Elle soutient que si une autorisation provisoire de séjour valable du 29 décembre 2025 au 28 juin 2026 lui a été délivrée, aucune carte de résident ne lui a été remise, le préfet n’a donc pas exécuté l’injonction prononcée.
Par un mémoire en défense, enregistré le 5 février 2026, le préfet des Bouches-du-Rhône conclut à n’y avoir lieu à statuer sur les conclusions de la requête à fin d’astreinte et au rejet du surplus.
Vu :
- les autres pièces du dossier ;
- la requête enregistrée le 28 novembre 2025 sous le numéro 2514968 par laquelle Mme B… demande l’annulation de la décision attaquée.
Vu :
- la convention européenne de sauvegarde des droits de l’homme et des libertés fondamentales ;
- l’accord franco-algérien du 27 décembre 1968 modifié ;
- le code de l’entrée et du séjour des étrangers et du droit d’asile ;
- le code de justice administrative.
Le président du tribunal a désigné Mme Lopa Dufrénot, vice-présidente, pour statuer sur les demandes de référé.

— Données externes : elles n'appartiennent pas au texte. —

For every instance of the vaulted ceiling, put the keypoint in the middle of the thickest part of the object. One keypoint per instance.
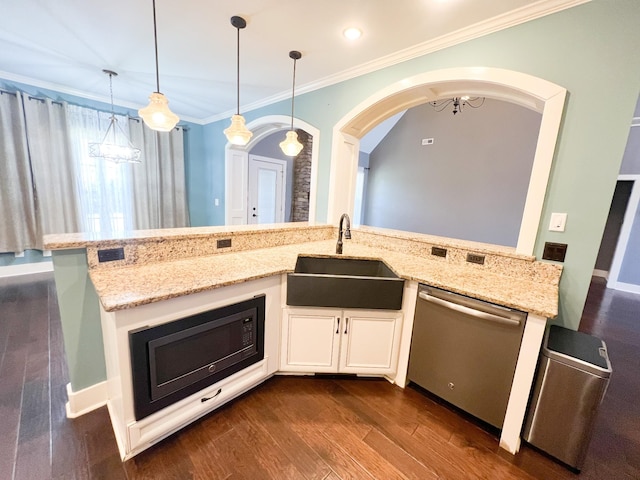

Les parties ont été régulièrement averties du jour de l’audience.
Mme B… n’était ni présente, ni représentée à l’audience.
Le préfet des Bouches-du-Rhône n’était ni présent, ni représenté à l’audience.
A l’issue de l’audience, la clôture de l’instruction a été prononcée.
Considérant ce qui précède :
1. Par ordonnance n° 2515001 du 18 décembre 2025, la juge des référés du tribunal administratif de Marseille a suspendu l’exécution de la décision implicite née du silence gardé par le préfet des Bouches-du-Rhône sur la demande de renouvellement de sa carte de séjour, présentée le 13 novembre 2023 par Mme B… et, aux termes de son article 2, enjoint au préfet des Bouches-du-Rhône de lui délivrer, à titre provisoire, une carte de résident sur le fondement des dispositions de l’article L. 423-10 du code de l’entrée et du séjour des étrangers et du droit d’asile dans le délai de quinze jours à compter de la notification de la présente ordonnance, et de lui délivrer dans l’attente une autorisation provisoire de séjour l’autorisant à travailler dans un délai de cinq jours à compter de la notification de la présente décision. Mme B… demande, sur le fondement des dispositions de l’article L. 521-4 du code de justice administrative, d’assortir l’injonction prononcée d’une astreinte.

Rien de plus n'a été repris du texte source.